Desde aquel agujero, que parecía sostenido por la misma oscuridad que lo engendraba, caían sin cesar cuerpos muertos. Cuando comenzó, era difícil distinguirlos, pues lo hacían triturados. Más tarde podrían reconocerse algunas partes de los mismos.
El proceso se asemejaba a un lento goteo que, de insistente que era, casi llegó a convertirse en un continuo de carne y líquidos que chorreaba por las paredes, tras ser arrojados hacia abajo desde el orificio.
La superficie, atestada de restos, sufría un movimiento incesante, contribuyendo a mezclarlos. Mientras, el nivel aumentaba pues no dejaban de incorporarse a la asquerosa pasta nuevos elementos, algunos de ellos ya casi enteros.
Al cabo de una hora, podía rozarse la abertura que, minutos antes, se antojaba inalcanzable. La masa amontonada pronto la cegaría. Al menos así, dejaría de verterse a través de ella más materia. De pronto, momentáneamente, todo se calmó. Pero fue un segundo.
Los movimientos se harían más lentos y el suelo (que debía quedar muy por debajo de toda aquella amalgama) producía enormes temblores que volvían a entremezclarlo todo, acercando las paredes entre sí de manera violenta. Por un instante, incluso, pareció que el orificio volvía a abrirse, no para recibir una nueva incorporación, sino para proporcionar una salida a una presión insostenible. Sin embargo, como un suspiro, desaparecía en la oscuridad, cerrando el paso al caldo descompuesto que comenzaba a producir reacciones que podrían calificarse de asombrosas.
El olor se tornó nauseabundo. Con el paso de las oleadas que batían la mezcla, se intensificó. En una de ellas, la más fuerte, la abertura apareció donde debería estar el cielo, orientada hacia el oeste.
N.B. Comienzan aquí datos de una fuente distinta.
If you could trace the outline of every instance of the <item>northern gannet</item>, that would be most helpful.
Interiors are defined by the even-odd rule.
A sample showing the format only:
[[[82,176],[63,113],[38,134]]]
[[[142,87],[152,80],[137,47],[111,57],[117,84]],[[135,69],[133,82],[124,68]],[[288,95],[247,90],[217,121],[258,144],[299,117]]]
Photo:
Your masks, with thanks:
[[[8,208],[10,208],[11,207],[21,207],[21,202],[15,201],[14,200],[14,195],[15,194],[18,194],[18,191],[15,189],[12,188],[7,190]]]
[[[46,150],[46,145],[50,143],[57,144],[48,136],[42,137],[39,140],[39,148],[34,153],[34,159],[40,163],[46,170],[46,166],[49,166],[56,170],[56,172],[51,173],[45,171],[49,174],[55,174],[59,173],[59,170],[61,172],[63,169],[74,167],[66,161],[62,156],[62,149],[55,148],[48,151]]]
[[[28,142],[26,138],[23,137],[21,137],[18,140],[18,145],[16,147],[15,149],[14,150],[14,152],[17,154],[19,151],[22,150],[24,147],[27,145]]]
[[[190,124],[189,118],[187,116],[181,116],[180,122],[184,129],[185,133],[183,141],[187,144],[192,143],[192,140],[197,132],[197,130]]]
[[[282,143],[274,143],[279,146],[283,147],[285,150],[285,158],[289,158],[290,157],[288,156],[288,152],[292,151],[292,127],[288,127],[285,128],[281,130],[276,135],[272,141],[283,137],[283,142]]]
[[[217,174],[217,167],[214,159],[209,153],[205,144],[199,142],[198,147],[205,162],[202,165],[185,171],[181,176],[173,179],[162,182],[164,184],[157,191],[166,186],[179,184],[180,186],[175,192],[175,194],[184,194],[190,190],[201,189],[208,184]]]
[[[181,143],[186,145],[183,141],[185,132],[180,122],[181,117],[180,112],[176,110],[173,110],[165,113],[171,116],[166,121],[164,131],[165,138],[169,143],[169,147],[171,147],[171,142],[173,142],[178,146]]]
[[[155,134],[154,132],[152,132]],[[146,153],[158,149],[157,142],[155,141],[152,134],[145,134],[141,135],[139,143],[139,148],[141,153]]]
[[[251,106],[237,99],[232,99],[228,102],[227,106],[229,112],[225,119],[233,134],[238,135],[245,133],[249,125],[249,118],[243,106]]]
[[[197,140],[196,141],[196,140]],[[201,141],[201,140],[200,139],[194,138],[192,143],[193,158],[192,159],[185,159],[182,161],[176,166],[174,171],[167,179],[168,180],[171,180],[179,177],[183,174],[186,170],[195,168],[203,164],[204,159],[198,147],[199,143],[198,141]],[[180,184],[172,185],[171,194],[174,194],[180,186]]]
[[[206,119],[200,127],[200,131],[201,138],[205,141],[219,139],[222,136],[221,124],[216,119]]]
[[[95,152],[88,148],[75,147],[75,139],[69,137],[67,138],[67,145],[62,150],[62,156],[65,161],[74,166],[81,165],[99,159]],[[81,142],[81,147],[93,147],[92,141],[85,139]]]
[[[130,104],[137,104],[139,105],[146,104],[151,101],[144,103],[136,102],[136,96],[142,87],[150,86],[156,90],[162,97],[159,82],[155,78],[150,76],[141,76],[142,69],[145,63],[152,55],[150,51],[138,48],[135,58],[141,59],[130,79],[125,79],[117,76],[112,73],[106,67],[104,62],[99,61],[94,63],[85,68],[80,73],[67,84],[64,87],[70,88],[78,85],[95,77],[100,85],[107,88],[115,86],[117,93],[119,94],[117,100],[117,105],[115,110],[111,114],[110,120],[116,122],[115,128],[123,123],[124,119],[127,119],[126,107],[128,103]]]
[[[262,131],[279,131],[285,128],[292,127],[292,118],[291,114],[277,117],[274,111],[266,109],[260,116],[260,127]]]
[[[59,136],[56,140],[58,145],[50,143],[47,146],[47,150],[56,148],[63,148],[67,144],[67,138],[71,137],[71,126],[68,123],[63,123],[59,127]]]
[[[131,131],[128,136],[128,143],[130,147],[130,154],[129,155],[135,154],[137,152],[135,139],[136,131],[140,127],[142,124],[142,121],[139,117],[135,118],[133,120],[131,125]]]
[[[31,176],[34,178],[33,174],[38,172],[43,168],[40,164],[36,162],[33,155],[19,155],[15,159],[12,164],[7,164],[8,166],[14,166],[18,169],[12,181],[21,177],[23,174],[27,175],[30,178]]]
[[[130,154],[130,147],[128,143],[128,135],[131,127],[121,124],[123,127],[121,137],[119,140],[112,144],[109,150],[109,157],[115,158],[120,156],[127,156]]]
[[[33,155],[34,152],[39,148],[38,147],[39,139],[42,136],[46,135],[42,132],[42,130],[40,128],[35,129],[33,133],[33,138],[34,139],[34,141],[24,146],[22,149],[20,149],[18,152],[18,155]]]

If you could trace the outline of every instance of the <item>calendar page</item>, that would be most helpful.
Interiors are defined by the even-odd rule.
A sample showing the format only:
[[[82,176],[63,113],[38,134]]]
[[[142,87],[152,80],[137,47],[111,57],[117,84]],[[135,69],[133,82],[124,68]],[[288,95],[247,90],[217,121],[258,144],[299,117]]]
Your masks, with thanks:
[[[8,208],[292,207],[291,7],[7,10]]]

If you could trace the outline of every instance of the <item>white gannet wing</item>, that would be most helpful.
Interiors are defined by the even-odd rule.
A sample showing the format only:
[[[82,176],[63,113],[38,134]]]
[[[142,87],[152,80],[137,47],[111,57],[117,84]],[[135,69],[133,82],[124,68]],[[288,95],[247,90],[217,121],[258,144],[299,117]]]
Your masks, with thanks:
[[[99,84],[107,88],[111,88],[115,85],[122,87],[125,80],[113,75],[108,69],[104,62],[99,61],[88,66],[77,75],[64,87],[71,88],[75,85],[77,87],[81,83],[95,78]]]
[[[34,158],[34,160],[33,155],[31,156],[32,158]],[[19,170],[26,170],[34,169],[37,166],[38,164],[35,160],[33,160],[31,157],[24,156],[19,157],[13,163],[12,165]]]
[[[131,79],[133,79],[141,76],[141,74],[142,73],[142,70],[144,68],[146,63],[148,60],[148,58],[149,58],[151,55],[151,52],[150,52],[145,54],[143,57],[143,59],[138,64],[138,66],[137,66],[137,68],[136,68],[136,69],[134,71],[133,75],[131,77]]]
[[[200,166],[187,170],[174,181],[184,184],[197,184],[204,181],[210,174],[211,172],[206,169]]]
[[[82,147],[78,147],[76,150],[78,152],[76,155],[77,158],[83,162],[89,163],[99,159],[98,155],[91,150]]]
Blanca y enorme, dejaría pasar la luz suficiente como para apreciar un líquido de color verde ocre, embadurnándolo todo, incluso las paredes, móviles y estresadas. Dantesco.
Quizá ese fue el pico. A partir de entonces, iría perdiendo intensidad. Hasta que apareció, por fin, una calma inestable que necesita descanso porque, dentro de ella, aún existe la posibilidad de dejar de serlo. Había que esperar.
—Te has levantado tarde ¿fuiste anoche de cena?
—Sí. Y me pasé.
—Tuvo que ser gorda ¡Menuda cara de empacho tienes!